Meer dan juridische scherts is de vaststelling dat onze planeet nooit eerder zo precies en zo intens bespied wordt door miljoenen camera’s. De manspersoon die aan de afvalstraat zijn keukenpuin naast een container zet: foto en aan de schandpaal. De menspersoon die zijn huisdier ongeleid laat drollen op mijn stukje trottoir: foto en aan de schandpaal. De Russische tankbemanning die uit een inferno poogt te ontsnappen: foto en video en op hln.be. De regulatie is flexibel en perspectiefgebonden materie.

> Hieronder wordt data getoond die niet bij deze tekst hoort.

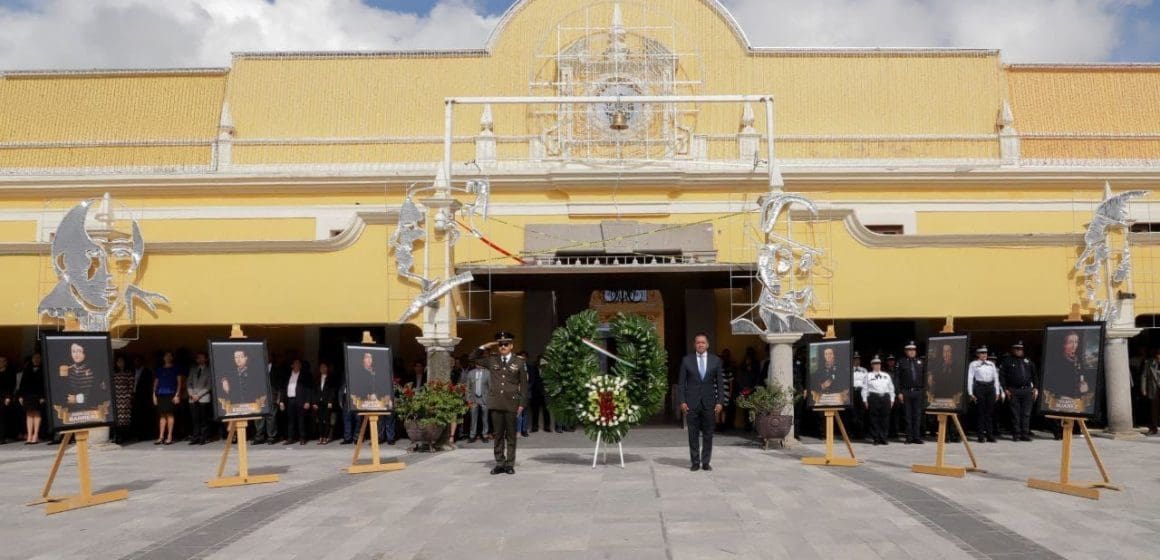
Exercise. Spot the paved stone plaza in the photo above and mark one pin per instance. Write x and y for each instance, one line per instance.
(753, 504)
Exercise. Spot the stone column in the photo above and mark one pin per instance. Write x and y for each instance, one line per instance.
(440, 322)
(781, 370)
(440, 356)
(1118, 384)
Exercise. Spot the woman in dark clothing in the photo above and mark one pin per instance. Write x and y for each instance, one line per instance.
(122, 399)
(31, 398)
(327, 404)
(168, 385)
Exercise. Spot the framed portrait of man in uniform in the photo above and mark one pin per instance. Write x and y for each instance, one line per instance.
(1072, 369)
(241, 383)
(370, 378)
(829, 376)
(947, 372)
(78, 380)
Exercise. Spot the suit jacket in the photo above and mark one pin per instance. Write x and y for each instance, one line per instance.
(330, 393)
(484, 385)
(698, 393)
(303, 391)
(508, 382)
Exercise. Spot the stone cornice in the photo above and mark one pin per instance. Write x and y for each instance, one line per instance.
(349, 237)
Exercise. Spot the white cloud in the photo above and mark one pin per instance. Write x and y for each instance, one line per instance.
(88, 34)
(1026, 30)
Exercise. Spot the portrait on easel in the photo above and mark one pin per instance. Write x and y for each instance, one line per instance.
(78, 380)
(370, 378)
(829, 373)
(947, 373)
(1072, 369)
(241, 384)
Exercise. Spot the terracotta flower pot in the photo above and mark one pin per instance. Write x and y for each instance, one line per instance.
(773, 426)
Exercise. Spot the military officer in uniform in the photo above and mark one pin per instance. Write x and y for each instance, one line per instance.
(912, 379)
(983, 386)
(878, 393)
(507, 395)
(1016, 373)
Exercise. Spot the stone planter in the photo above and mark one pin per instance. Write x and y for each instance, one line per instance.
(773, 427)
(423, 435)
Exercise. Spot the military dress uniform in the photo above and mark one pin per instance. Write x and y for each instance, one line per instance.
(912, 379)
(507, 394)
(878, 393)
(983, 386)
(1017, 377)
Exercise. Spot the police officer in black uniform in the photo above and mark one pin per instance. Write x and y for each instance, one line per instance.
(1017, 375)
(912, 380)
(507, 395)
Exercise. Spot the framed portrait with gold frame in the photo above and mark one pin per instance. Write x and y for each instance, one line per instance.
(829, 373)
(78, 380)
(241, 383)
(1072, 369)
(370, 378)
(947, 372)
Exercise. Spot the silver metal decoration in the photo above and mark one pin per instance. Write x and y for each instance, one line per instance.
(412, 230)
(782, 310)
(87, 262)
(1094, 264)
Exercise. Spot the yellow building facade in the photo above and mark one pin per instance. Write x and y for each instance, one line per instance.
(948, 182)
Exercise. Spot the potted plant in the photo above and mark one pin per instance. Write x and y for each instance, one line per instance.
(428, 411)
(768, 407)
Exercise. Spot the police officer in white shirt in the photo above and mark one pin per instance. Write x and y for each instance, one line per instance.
(983, 386)
(878, 393)
(857, 414)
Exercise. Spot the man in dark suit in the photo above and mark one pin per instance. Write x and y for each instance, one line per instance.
(702, 398)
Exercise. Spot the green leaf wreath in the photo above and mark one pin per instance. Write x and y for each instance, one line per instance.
(571, 368)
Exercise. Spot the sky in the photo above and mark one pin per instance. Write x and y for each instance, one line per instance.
(132, 34)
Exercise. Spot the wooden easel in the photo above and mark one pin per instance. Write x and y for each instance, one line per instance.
(1089, 491)
(238, 434)
(376, 465)
(86, 497)
(940, 467)
(829, 459)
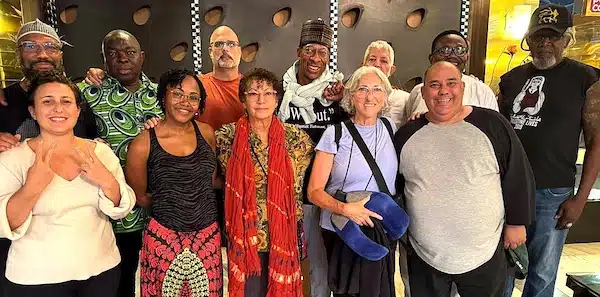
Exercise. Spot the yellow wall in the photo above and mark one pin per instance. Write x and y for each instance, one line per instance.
(10, 21)
(507, 24)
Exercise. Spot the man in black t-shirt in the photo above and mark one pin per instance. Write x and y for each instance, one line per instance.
(311, 102)
(39, 49)
(548, 102)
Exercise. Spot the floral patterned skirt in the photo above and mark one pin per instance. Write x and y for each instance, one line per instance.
(181, 264)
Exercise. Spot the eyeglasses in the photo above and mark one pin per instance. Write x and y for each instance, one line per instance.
(253, 96)
(539, 38)
(228, 43)
(311, 52)
(34, 47)
(447, 51)
(362, 92)
(179, 96)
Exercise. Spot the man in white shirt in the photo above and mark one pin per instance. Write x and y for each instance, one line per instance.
(452, 46)
(380, 54)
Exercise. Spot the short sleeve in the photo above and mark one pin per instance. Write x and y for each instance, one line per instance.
(327, 142)
(12, 182)
(127, 201)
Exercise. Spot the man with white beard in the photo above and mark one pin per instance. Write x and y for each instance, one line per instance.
(548, 102)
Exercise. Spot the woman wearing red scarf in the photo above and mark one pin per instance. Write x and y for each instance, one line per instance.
(264, 161)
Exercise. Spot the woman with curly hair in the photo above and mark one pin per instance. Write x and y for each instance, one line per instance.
(171, 168)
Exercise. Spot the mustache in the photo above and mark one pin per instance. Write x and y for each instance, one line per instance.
(53, 63)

GDPR is een wapen voor wie de realiteit wil vormen naar eigen goeddunken en welbevinden. En geldt dus zeer arbitrair. De angst om af te beelden is voor een kijkende en oprechte fotograaf de slotronde in zijn bestaan. Tussendoor vraag ik mij af: zou Henri Cartier-Bresson de inseminator van de documentaire fotografie geworden zijn, in een GDPR-context? Je mag het zeggen.
Een tussentijdse tekst: het kan uitlopen. Ik had geen kwalijke gedachten ter zake, maar ik kijk naar mijn beeldjes. Is er eentje GDPR-proof? Ik dacht het niet. Altijd staat wel iets wederrechtelijk te branden in mijn lens. Een kind, een gepensioneerde, een baksteenlegger met de foute oorbescherming. Maar ah. Een echte fotograaf werkt toch voor de eeuwigheid? En in 2062 zal geen mens nog malen om een afbeelding van een voorouder. Intussen moet het podium wel schoongeveegd worden, voor de galerij en voor de ‘exposure’ (ik haat het woord ook) van hippe beeldenmakers, met ingevulde en ondertekende GDPR-verklaringen. Of het moet ‘altijd ergens, altijd iets’ zijn, een plekje bezijden het podium, waar enkel de randfiguren nog even geduld worden, in afwachting van afsterving.
GDPR, het maakt een mens tot een bijtend wezen.